When using AI to identify people from images rather than to enhance them, the analytical process will probably show a similar bias.

Suppose you decided to assess the level of risk of a person’s criminality, based on parameters like age, home address, skin colour, highest academic qualification… and, to train your software, you used data supplied by detention centres, or prisons.
Then it’s highly likely your software will seriously downplay the risks for white people, and elevate them for others.
Source: https://intelligence-artificielle.agency/les-biais/ [fr]

The facts speak for themselves. In London real-time facial recognition shows an 81% error rate; in Detroit, an African-American man spoke up about his wrongful arrest because of a faulty identification.

Disputed legitimacy

Not only is facial recognition fallible, it worsens discrimination, as confirmed by an inquiry by the investigative site ProPublica back in 2016.

Google Photos tagged two African Americans as “gorillas” […] a recruitment aid tool used by Amazon disadvantaged women

Source: « IA : la reconnaissance faciale est-elle raciste ? » Orange Digital Society Forum [fr]

See
For police forces, often the object of accusations of discrimination, facial recognition is an extra, highly inflammable element.

The death of George Floyd in an incident of police violence, on May 25, in Minneapolis, sparked a wave of demonstrations in the United States initially, then across the world.
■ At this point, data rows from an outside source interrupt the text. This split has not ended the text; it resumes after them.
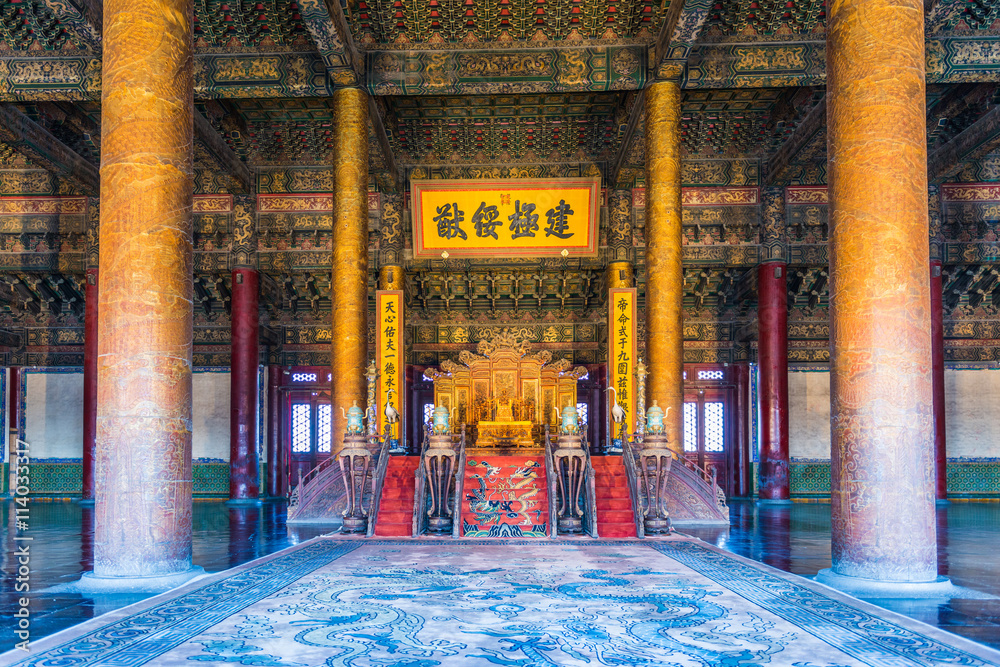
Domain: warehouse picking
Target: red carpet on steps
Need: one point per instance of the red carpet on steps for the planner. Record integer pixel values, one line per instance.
(614, 505)
(395, 514)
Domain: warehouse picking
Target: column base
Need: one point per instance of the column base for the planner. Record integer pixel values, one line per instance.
(244, 502)
(872, 588)
(90, 583)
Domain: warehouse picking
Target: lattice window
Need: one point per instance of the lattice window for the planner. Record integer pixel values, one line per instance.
(324, 414)
(714, 426)
(690, 427)
(301, 416)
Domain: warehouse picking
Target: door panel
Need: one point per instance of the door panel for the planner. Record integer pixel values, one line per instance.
(309, 419)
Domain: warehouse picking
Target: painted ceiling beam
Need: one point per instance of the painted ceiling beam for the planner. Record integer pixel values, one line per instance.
(345, 64)
(634, 120)
(778, 164)
(44, 149)
(979, 138)
(220, 151)
(326, 25)
(680, 30)
(378, 126)
(9, 339)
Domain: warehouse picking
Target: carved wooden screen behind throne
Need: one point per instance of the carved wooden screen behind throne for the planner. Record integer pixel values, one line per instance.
(504, 383)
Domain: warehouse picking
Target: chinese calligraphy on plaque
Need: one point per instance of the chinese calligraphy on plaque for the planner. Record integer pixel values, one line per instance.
(621, 351)
(534, 217)
(389, 344)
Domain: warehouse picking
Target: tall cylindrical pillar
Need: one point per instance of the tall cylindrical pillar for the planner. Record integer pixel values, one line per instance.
(244, 392)
(349, 289)
(89, 383)
(937, 376)
(882, 472)
(143, 480)
(772, 322)
(664, 269)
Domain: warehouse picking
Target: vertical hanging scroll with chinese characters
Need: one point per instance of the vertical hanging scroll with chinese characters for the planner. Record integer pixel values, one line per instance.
(389, 343)
(514, 217)
(621, 353)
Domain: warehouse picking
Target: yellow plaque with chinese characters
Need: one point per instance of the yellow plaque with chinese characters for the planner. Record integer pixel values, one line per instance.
(389, 345)
(506, 218)
(621, 353)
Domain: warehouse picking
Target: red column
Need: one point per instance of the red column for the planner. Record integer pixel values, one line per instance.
(772, 321)
(89, 384)
(275, 466)
(937, 376)
(243, 399)
(741, 424)
(13, 421)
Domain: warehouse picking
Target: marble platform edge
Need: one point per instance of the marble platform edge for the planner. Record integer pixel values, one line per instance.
(940, 589)
(89, 584)
(70, 634)
(982, 651)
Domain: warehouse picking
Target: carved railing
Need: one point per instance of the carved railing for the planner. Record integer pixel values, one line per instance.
(708, 475)
(550, 473)
(420, 488)
(378, 480)
(457, 496)
(325, 479)
(637, 492)
(306, 490)
(421, 496)
(590, 494)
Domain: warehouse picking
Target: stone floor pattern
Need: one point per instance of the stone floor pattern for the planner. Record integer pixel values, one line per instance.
(422, 603)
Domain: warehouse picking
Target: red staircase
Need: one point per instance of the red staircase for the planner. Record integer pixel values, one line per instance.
(615, 517)
(395, 514)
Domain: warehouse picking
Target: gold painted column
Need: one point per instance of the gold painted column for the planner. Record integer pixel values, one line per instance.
(882, 472)
(143, 461)
(664, 269)
(349, 287)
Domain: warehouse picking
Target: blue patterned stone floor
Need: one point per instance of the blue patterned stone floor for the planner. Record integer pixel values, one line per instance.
(793, 538)
(796, 538)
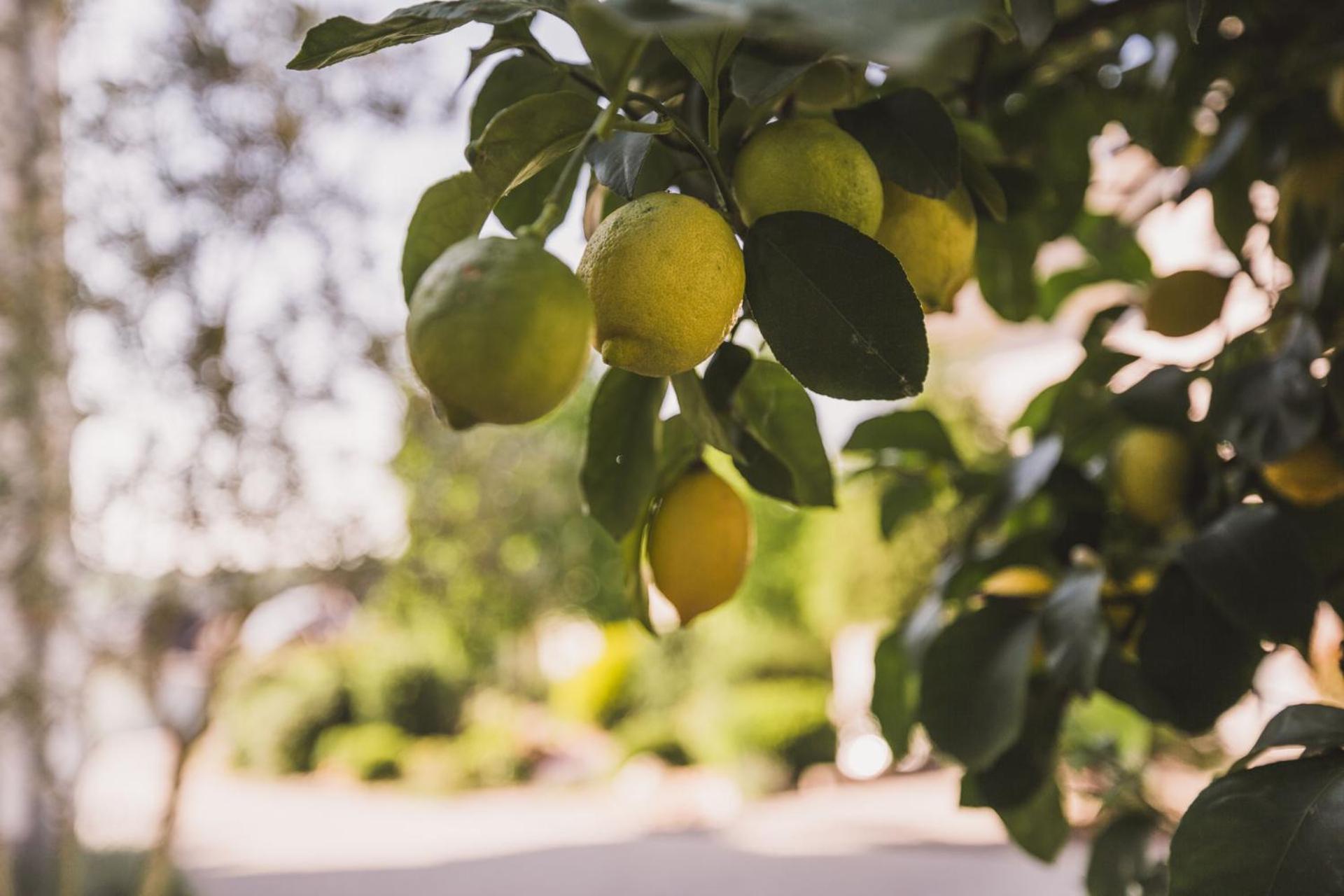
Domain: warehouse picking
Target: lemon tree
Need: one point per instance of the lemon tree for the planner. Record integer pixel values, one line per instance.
(835, 171)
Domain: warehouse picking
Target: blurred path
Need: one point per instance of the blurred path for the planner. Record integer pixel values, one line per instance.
(644, 834)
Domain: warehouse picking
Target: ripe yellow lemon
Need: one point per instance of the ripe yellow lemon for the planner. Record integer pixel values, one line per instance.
(1151, 468)
(808, 164)
(1313, 476)
(699, 543)
(666, 277)
(934, 241)
(499, 331)
(1019, 582)
(1184, 302)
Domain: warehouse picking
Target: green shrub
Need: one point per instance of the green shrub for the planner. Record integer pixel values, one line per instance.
(276, 711)
(370, 751)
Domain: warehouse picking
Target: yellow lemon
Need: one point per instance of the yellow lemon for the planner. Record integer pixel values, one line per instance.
(1310, 477)
(934, 241)
(699, 543)
(499, 331)
(666, 277)
(1151, 468)
(1019, 582)
(1184, 302)
(808, 164)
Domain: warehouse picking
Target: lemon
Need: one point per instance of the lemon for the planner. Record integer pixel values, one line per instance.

They started off denouncing discrimination targeting ethnic minorities. But an escalation of violence led the demonstrators to demand the de-militarisation of law enforcement agencies, chanting the slogan “Defund the police”. By extension, the tools of widespread surveillance have also come under scrutiny, as well as the private companies which provide them. So, now, under pressure from Black Lives Matter activists, the company IBM has announced its partial withdrawal from the facial recognition market.

It is no accident that Big Blue [IBM’s nickname] has been the first to react. The firm has a long, sometimes shameful history, which it had to learn to come to terms with. Back in 1934, it collaborated with the Nazi regime via its German subsidiary. Much later, in 2013, it was implicated in the case of the PRISM surveillance programme, exposed by the whistleblower Edward Snowden. Perhaps for this reason, it has been able to finesse its role in the current conflict between a security-driven state and human rights activists. Of course, it’s possible to come up with a far more rational argument for IBM’s strategy, eager to protect itself from future judicial proceedings and their financial cost.

Nonetheless, the reorientation of its activity is real enough, and it has sparked an initiative which is being followed by other industry giants. Microsoft declared on June 12 that it would refuse to sell its facial recognition technology to police agenciesAmazon, under peer pressure, ended up declaring a moratorium on its Rekognition tool.

A step towards reform?

The need for a statutory framework has become obvious. In his announcement, Arvind Krishna, IBM CEO, called on the US Congress to “open a national dialogue to see whether, and how, facial recognition technologies are to be used by law enforcement agencies.”

This call has been heard. Members of Congress introduced on June 25 a bill to ban the use of facial recognition by the police. A day earlier, the ban was endorsed in the city of Boston by its City Council.

No doubt this is just the start of a long political and legal battle, to bind the use of facial recognition into a procedure respectful of citizens. But for the first time, human rights defence movements seem in a position to influence the Big Tech companies and the political establishment, in the direction of the shared aspiration of a technology profitable for everyone.